Back Two doctoral students from the PhD Programme in Political and Social Science has received the Doctoral School PhD Special Award

Two doctoral students from the PhD Programme in Political and Social Science has received the Doctoral School PhD Special Award

The Steering Committee of the Doctoral School of UPF has accepted the proposal by the Academic Committee of the PhD Programme in Political and Social Sciences to grant the awards to the following candidates
 
 
 
16.09.2019

 

Lydia Repke, for her thesis entitled Multiple Cultural Identifications, Personality, and Social Networks“,  supervised by Verònica Benet-Martínez from the Research and Expertise Centre for Survey Methodology explores the acculturating processes of individuals socialized in more than one culture, and how these individuals’ personality traits and cultural identifications relate to the content and structure of their habitual personal social networks. A major contribution of the thesis is that it creatively combines cultural and social-personality psychology with social network approaches, effectively blending micro- and meso-level research traditions and thereby opening up new lines of research in the fields of acculturation and migration studies. One of the main findings is that being well-adjusted to the host society and having well-integrated networks does not mean to have many host contacts but rather to have individuals from the host society and individuals of the same ethnocultural background in ones’ network who also know each other. This thesis, thus, does not only contribute to acculturation research but has the potential to impact public policies relating to immigration and diversity management.  

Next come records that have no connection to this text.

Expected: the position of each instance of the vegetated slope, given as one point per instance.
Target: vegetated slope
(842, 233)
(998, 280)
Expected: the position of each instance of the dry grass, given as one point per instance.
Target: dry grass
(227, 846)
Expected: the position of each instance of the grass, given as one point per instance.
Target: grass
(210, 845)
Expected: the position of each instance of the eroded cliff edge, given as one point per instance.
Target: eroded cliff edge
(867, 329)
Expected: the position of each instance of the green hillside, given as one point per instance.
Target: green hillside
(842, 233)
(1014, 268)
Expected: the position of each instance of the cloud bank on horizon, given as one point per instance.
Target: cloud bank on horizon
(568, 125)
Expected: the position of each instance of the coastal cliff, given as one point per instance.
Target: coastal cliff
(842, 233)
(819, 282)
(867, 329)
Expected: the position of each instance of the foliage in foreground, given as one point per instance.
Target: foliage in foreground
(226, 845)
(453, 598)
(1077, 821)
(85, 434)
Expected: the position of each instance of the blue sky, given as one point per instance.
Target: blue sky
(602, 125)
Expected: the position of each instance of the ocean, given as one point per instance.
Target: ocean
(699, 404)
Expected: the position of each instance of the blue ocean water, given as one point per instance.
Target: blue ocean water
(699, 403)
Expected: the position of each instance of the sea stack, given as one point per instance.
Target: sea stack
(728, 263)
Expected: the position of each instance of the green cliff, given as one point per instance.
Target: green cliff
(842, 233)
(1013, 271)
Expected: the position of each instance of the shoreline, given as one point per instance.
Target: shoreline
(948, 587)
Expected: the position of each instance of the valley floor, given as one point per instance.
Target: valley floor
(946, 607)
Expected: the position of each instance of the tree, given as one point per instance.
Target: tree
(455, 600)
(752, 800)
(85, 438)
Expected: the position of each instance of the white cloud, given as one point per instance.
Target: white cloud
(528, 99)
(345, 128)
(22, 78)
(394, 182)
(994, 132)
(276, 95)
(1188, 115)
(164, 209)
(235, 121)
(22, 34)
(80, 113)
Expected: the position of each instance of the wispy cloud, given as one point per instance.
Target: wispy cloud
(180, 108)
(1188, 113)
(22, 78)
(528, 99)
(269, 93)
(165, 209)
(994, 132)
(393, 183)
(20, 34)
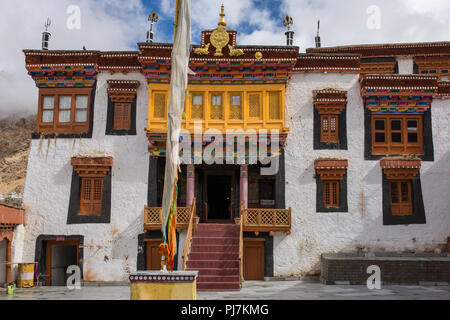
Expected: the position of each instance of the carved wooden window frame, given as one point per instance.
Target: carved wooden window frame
(388, 146)
(92, 172)
(331, 175)
(71, 127)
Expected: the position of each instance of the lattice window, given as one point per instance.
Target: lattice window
(91, 195)
(65, 106)
(254, 105)
(397, 134)
(216, 108)
(159, 105)
(331, 193)
(236, 107)
(122, 116)
(275, 105)
(197, 106)
(48, 109)
(329, 129)
(401, 199)
(81, 108)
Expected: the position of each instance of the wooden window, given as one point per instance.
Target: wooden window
(65, 106)
(331, 193)
(397, 134)
(81, 108)
(122, 116)
(274, 105)
(401, 199)
(91, 195)
(216, 107)
(254, 105)
(235, 107)
(329, 128)
(159, 105)
(48, 109)
(63, 111)
(197, 106)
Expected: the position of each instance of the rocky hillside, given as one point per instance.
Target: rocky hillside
(15, 139)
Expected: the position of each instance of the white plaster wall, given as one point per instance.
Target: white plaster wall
(3, 246)
(405, 65)
(110, 250)
(361, 228)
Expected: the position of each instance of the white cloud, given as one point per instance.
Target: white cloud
(105, 25)
(119, 24)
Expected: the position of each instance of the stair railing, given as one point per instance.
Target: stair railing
(241, 245)
(188, 242)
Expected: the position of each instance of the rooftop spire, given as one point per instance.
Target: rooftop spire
(222, 21)
(318, 41)
(288, 23)
(153, 18)
(46, 35)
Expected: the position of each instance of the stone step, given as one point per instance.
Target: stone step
(197, 256)
(208, 226)
(215, 278)
(214, 241)
(216, 234)
(215, 248)
(218, 286)
(216, 271)
(213, 264)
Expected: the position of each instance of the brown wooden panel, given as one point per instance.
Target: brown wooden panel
(153, 258)
(254, 259)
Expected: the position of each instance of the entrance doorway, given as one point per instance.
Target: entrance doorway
(3, 248)
(153, 257)
(219, 197)
(59, 256)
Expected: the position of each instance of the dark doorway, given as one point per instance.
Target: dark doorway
(60, 255)
(219, 197)
(153, 257)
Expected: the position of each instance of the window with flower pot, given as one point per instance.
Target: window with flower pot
(402, 192)
(331, 181)
(64, 111)
(122, 106)
(90, 198)
(330, 119)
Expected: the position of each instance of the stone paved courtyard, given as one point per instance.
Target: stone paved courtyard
(271, 290)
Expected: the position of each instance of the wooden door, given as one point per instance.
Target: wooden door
(153, 258)
(50, 266)
(254, 259)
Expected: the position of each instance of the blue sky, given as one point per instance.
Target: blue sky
(120, 24)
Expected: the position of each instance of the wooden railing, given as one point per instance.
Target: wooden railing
(152, 217)
(267, 220)
(241, 244)
(188, 241)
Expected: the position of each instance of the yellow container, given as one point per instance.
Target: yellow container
(26, 275)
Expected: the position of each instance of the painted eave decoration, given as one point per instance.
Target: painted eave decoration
(389, 50)
(236, 65)
(341, 63)
(398, 93)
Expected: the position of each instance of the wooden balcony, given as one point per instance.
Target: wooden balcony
(152, 218)
(267, 220)
(11, 216)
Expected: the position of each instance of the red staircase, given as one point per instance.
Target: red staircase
(215, 254)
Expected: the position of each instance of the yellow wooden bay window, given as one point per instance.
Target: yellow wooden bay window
(221, 107)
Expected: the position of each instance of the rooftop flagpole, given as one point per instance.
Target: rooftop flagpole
(178, 87)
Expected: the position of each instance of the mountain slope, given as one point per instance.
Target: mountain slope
(15, 139)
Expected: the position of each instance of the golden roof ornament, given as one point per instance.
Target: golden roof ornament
(220, 37)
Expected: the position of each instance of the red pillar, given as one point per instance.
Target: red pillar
(190, 185)
(9, 261)
(244, 186)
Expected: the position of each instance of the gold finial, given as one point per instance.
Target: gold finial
(222, 21)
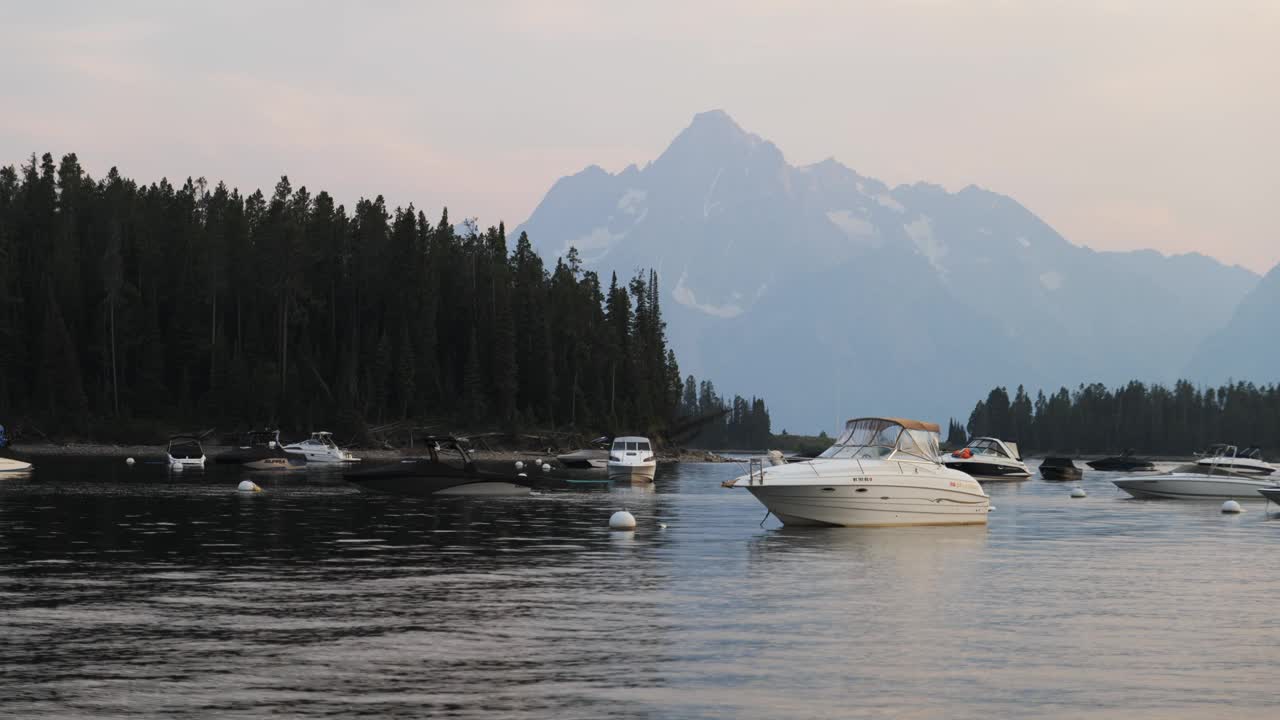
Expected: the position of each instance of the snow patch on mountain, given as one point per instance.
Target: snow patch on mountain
(685, 296)
(594, 245)
(887, 201)
(854, 228)
(632, 200)
(920, 231)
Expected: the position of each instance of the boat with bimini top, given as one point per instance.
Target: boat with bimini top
(320, 449)
(261, 450)
(881, 472)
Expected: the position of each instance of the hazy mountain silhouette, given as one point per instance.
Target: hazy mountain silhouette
(1248, 346)
(833, 295)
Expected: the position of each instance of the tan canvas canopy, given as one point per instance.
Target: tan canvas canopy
(904, 422)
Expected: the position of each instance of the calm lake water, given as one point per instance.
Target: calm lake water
(136, 592)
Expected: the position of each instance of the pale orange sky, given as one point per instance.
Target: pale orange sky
(1123, 124)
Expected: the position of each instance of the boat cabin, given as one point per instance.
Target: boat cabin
(186, 447)
(881, 438)
(260, 438)
(630, 449)
(320, 440)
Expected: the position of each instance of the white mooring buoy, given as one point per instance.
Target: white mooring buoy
(622, 520)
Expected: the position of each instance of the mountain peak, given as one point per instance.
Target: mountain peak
(714, 139)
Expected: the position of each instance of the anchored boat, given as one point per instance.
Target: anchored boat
(1060, 469)
(447, 469)
(631, 459)
(882, 472)
(184, 451)
(261, 450)
(988, 459)
(320, 449)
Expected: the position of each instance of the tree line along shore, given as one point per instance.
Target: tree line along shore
(1151, 418)
(135, 308)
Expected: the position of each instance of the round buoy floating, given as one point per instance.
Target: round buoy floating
(622, 520)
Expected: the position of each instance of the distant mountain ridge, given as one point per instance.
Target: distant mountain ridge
(833, 295)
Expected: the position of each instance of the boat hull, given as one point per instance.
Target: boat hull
(585, 459)
(882, 506)
(318, 458)
(421, 478)
(632, 473)
(277, 464)
(1238, 466)
(184, 463)
(1121, 465)
(8, 465)
(990, 472)
(1193, 487)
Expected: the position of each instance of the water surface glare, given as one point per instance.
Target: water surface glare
(136, 592)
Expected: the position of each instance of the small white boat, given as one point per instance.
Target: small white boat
(9, 465)
(1193, 482)
(1228, 458)
(882, 472)
(320, 449)
(595, 458)
(988, 459)
(184, 451)
(631, 459)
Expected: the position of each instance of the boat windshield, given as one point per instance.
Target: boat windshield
(987, 446)
(874, 438)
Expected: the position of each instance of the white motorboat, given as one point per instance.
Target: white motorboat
(1228, 458)
(882, 472)
(320, 449)
(184, 451)
(631, 459)
(10, 465)
(988, 459)
(1196, 482)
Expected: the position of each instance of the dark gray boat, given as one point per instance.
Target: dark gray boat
(447, 469)
(1124, 463)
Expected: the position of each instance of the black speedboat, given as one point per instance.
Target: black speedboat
(1124, 463)
(261, 450)
(1060, 469)
(447, 469)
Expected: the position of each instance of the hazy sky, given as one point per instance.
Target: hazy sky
(1123, 124)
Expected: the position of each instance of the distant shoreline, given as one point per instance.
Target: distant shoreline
(213, 451)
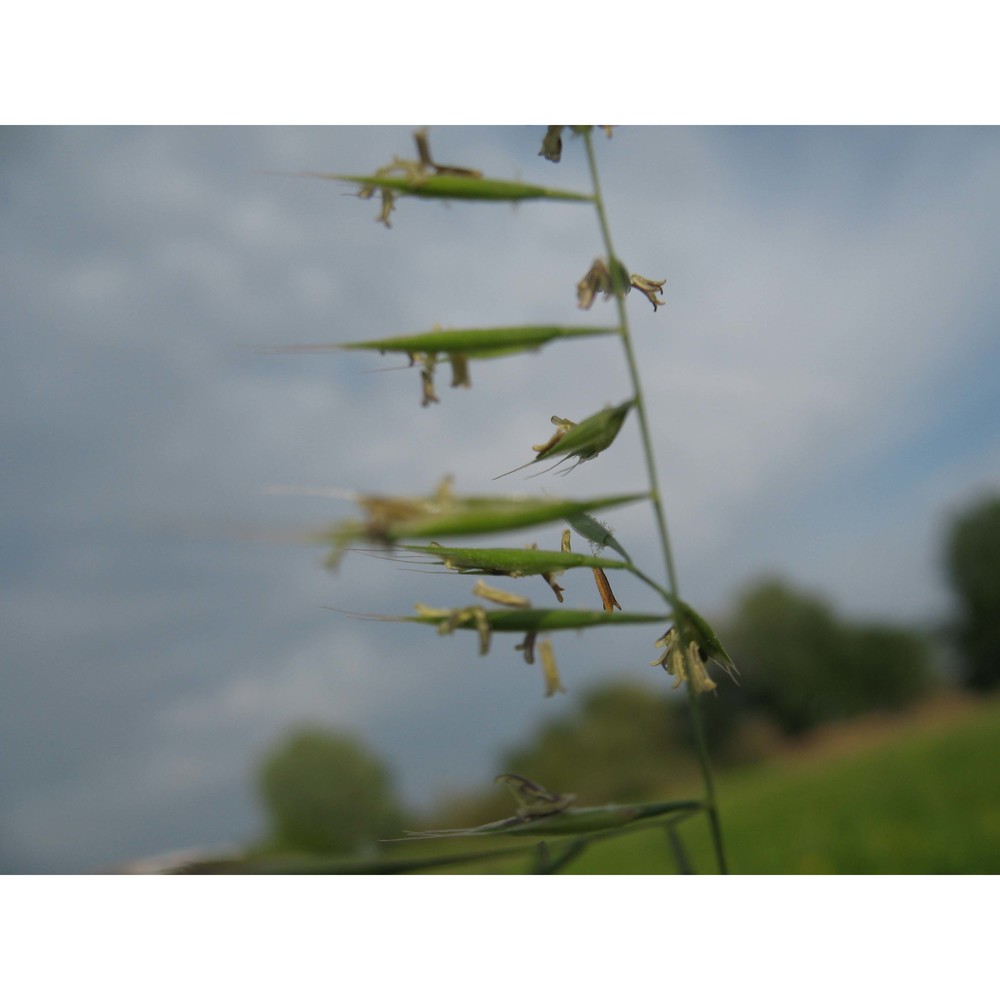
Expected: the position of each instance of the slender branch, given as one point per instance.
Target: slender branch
(661, 520)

Léa Pessin, for her thesis entitled Changing Gendered Expectations and Diverging Divorce Trends - Three Papers on Gender  Norms and Partnership Dynamics supervised by Gösta Esping Anderesen which examined how gender norms and work-family arrangements affect partnership formation and instability over the past five decades in the United States. Using a combination of longitudinal data from the Panel Study of Income Dynamics and attitudinal data from the General Social Surveys, I focused on the tension between women’s empowerment in the labor market and persistent traditional gender norms at home to explain long-run trends in marital instability. I derived two main conclusions that motivate my current and future research. First, work-family conflict and changing demographic trends are intimately intertwined. Low fertility and marital instability are concentrated in contexts where women’s roles as workers and mothers remain highly incompatible. Conversely, family instability and fertility decline have stalled in the most gender egalitarian contexts. Second, my dissertation shows that the outcomes of the gender revolution in the U.S. have been particularly uneven across social classes. I argue that in a context of rising income inequality and limited institutional support for families, the positive outcomes of the gender revolution, such as egalitarian gender responsibilities and stable partnerships, are unlikely to be accessible to less advantaged Americans.